If you’re prescribed one of these drugs and you’re not tested, ask why. Your doctor might not know. Or they might think it’s not needed. But the data is clear: genetic screening prevents death.

What Should You Do?

If you’re on carbamazepine, lamotrigine, allopurinol, or sulfonamides:

  • Know your family history. Has anyone had a severe skin reaction?
  • Ask your doctor about HLA testing before starting.
  • Watch for fever, sore throat, or eye pain in the first few weeks.
  • If your skin starts peeling or blisters appear-go to the ER. Don’t wait.

This isn’t a "maybe." It’s a "when." The window between a flu-like illness and full-body skin loss is as short as 48 hours. Speed saves lives.

Stevens-Johnson Syndrome and Toxic Epidermal Necrolysis are rare. But they’re not random. They’re predictable. And now, with genetic testing and better awareness, they’re preventable.

Can Stevens-Johnson Syndrome be caused by infections, not just drugs?

Yes, though it’s less common. About 10% of pediatric cases are triggered by infections, especially Mycoplasma pneumoniae. In adults, over 80% are drug-related. But if you’ve recently had pneumonia or a severe flu and then developed blisters or peeling skin, it’s still possible. Always tell your doctor about recent infections.

Is SJS/TEN contagious?

No. It’s not an infection. It’s a severe immune reaction to a drug or, rarely, an infection. You can’t catch it from someone else. But if you’ve had SJS/TEN from a certain medication, you must never take it again-even a tiny amount can trigger a deadly recurrence.

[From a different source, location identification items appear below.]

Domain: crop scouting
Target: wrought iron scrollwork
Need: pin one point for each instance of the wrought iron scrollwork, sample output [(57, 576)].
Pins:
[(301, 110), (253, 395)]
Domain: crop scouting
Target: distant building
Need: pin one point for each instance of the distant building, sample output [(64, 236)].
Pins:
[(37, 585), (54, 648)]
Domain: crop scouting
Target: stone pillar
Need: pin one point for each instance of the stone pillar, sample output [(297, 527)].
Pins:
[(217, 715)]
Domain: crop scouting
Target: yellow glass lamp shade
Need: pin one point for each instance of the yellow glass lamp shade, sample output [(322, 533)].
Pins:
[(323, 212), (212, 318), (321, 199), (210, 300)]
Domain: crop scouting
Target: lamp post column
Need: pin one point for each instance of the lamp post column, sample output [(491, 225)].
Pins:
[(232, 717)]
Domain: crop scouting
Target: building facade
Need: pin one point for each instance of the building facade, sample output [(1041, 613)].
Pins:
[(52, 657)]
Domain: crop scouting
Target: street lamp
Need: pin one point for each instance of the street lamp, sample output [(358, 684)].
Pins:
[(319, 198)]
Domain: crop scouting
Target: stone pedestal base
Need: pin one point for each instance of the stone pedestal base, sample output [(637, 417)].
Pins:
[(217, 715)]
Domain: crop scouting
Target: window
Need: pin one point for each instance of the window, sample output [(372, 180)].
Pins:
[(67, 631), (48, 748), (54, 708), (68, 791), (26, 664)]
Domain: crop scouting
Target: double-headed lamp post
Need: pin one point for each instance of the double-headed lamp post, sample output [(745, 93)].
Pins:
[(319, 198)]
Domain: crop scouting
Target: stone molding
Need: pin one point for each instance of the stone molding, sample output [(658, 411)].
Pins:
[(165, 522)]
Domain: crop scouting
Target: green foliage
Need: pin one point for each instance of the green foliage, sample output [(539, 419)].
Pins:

How long does recovery take after SJS/TEN?

Skin healing takes 2 to 4 weeks, but recovery doesn’t end there. Mucosal damage, especially in the eyes and genitals, can take months to stabilize. Many survivors deal with chronic dry eyes, scarring, or pain for years. Psychological recovery can take even longer-some people need years of therapy to cope with the trauma.

Why do some people get SJS/TEN and others don’t, even with the same drug?

Genetics. Certain gene variants-like HLA-B*15:02 or HLA-B*58:01-make your immune system overreact to specific drugs. Without those genes, the risk is extremely low. That’s why testing before prescribing high-risk medications saves lives. It’s not about the drug alone-it’s about your body’s unique response to it.

Are there new treatments on the horizon?

Yes. Researchers are testing drugs that block granulysin, the protein that kills skin cells in SJS/TEN. Phase II trials are expected to begin in 2024. Other promising approaches include targeted biologics like etanercept, which has shown zero mortality in early studies when given within 48 hours. The future is moving from broad immune suppression to precise, targeted therapy.